Healthy Teeth Means Better Job Prospects

Healthy and even teeth play a huge role in social conventions of attractiveness. Celebrities shell out tens of thousands of dollars for expensive dental veneers in order to achieve that toothy movie star smile, and anywhere from 50 to 70 percent of American children will wear teeth braces before the age of 18.

Conversely, a whole slew of negative stereotypes are attached to bad teeth. Rotten, crooked teeth are associated with evil. “The Simpsons” villain Mr. Burns has a prominent overbite, and Gargamel from “The Smurfs” possesses a lone, yellowed snaggletooth. Poor characters usually have missing teeth, and hillbilly characters have buck teeth.

“Having unhealthy teeth absolutely affects social and employment opportunity,” said Dr. Brandy Bannister, a dentist at the UH on-site dental clinic. ”If a person is not confident in their smile, they won’t be confident in an interview situation.”

Low-income and unemployed people often cannot afford dental care and do not have access to insurance, as most dental insurance in the United States is provided through employer packages or private insurers. Employers are far less likely to hire candidates with bad teeth, especially to jobs in social services.

“Quality ranges with care,” Bannister said. “A crown is about a thousand dollars, and dental implants can run from five to six thousand dollars.”

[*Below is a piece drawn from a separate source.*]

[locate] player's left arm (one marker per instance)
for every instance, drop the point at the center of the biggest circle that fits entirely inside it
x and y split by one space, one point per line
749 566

More than 30 percent of Harris County residents lack medical insurance. Public transportation in Houston is limited, so the few low-cost dental clinics in the area can be inaccessible to people without cars.

There are some low-cost dental care options in Houston. UH offers discounted dental services to students, faculty and staff. There are also private, nonprofit centers for low-cost dental care in the city of Houston, such as the San Jose Clinic and the Community Medical Center.

Increased dental coverage and accessible low-cost dental clinics in the city of Houston would support workplace productivity and economic mobility. As long as dental treatment is out of reach, people with bad teeth face a major barrier to employment.